At Baghdad’s General Teaching Hospital for Children, children die each week from diarrhea because of poor sanitation, shortages of medical equipment and poorly trained staff. Diarrhea is common in the hot summer.

Even though improved medical care is a stated priority of U.S. occupation authorities, medicine is still costly and in short supply. Often, parents must buy medicine on the open market at prices many cannot afford.

Three-year-old Hussein Ibrahim al-Shammar and 4-month-old Abdullah Saad al-Jbouri were admitted with chest infections, but developed diarrhea in the hospital.

Cockroaches roam hospital wards and pools of urine in the corridors are not unusual. There is an overpowering stench from toilets that overflow into the wards; sewage sometimes runs through the corridors.

“He got sicker in hospital,” Abdullah’s mother Zahra al-Obeidi, 20, said Friday. She now brings her own sheets and buys his medication.

Hussein’s grandfather, Ali Hassoun al-Hayali, a policeman, holds a small oxygen tube on the toddler’s mouth because the hospital is so short-staffed that families often do the nursing. Doctors say many nurses do not have adequate training and cannot be trusted with simple tasks.

Baby Ali opens his eyes, but they instantly shut again. His skin hangs from his bones. His eyes are too big for his face; his knees and long feet are too big for the stick-like legs that poke from under his diaper. His mother has placed a small Quran near his head.

Dr. Zainab Faik said Ali’s case is complicated – he suffers from diarrhea, fever and a swollen abdomen. He has been given everything the hospital has to offer – antibiotics, blood plasma, IV fluid and a nasal gastric tube.

“His condition is grave,” she said. “It hasn’t improved since he was brought here” on May 15. “He can’t take food, he can’t even suck on food,” she said.

The doctor said his chances of survival aren’t good. “He doesn’t have immunity against bacteria, his weight is low.” Ali weighs only 6.6 pounds.

Would Ali die if he were in a hospital in Europe?

“No,” Faik said firmly.

Dr. Rana Mohammed agreed. “If he were in a European hospital they would conduct a good investigation. Here, there’s an overload on our laboratory.”

The lab lacks essential supplies. While it has blood gas analysis equipment, the staff doesn’t know how to use it. “We don’t have new generation antibiotics” – they cost too much, Mohammed said. “We only have old antibiotics.”

Many international aid groups have cut back on foreign staff in Iraq and curtailed their operations because of deteriorating security in the country.

The doctors said U.S. Army medical teams and various humanitarian groups have come to the hospital in recent months and made lists of the medicine and supplies that are needed. But nothing has arrived.

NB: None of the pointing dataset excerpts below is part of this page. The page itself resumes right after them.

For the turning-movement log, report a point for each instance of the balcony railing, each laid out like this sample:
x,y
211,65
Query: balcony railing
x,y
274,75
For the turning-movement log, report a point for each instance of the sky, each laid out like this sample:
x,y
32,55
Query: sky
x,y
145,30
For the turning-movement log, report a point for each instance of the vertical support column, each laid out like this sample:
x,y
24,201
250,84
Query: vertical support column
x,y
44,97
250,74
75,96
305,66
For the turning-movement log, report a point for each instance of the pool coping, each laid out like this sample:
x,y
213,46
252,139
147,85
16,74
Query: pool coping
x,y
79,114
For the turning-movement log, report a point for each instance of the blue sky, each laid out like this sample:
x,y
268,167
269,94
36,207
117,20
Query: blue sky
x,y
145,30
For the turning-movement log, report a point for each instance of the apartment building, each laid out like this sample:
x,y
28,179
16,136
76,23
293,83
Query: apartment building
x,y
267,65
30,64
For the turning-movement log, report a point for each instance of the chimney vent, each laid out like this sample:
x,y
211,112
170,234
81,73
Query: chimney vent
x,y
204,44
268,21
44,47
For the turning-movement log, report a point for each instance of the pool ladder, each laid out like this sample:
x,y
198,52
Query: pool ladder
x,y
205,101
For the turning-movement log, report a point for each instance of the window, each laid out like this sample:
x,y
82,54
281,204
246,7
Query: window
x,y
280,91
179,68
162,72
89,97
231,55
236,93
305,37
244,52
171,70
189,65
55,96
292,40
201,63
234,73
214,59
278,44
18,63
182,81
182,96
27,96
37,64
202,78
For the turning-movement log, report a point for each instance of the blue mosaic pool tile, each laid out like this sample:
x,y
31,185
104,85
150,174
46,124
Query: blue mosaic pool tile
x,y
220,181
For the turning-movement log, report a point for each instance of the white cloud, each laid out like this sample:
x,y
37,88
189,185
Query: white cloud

About four months ago, the U.S. military brought several Iraqi workers to the hospital who cleaned and painted the walls and did some superficial repairs to the wards.

“Painting the walls is not so important. We need drugs,” Faik said.

The sewage system has largely collapsed at the 160-bed hospital and is working at only 10 to 20 percent capacity. The hospital also lacks air conditioning, and fans provide little relief from the 113-degree heat.

“When you are dehydrated, the heat will aggravate the condition,” Mohammed said.

“One to two children die per week because of diarrhea,” Faik added.

Ali’s mother, Rahab al-Musawi, said the family does not have the money to take him outside Iraq for treatment.

She said she has to buy the needles for his intravenous fluid, at a cost of $1.40 each. Since Ali was admitted, she has bought nine needles. She also buys his U.S.-made lactose-free formula for $4.80 a bottle.

“I am afraid,” she said, struggling to hold back tears. “I am afraid he will die. . . . He’s losing more and more weight every day.”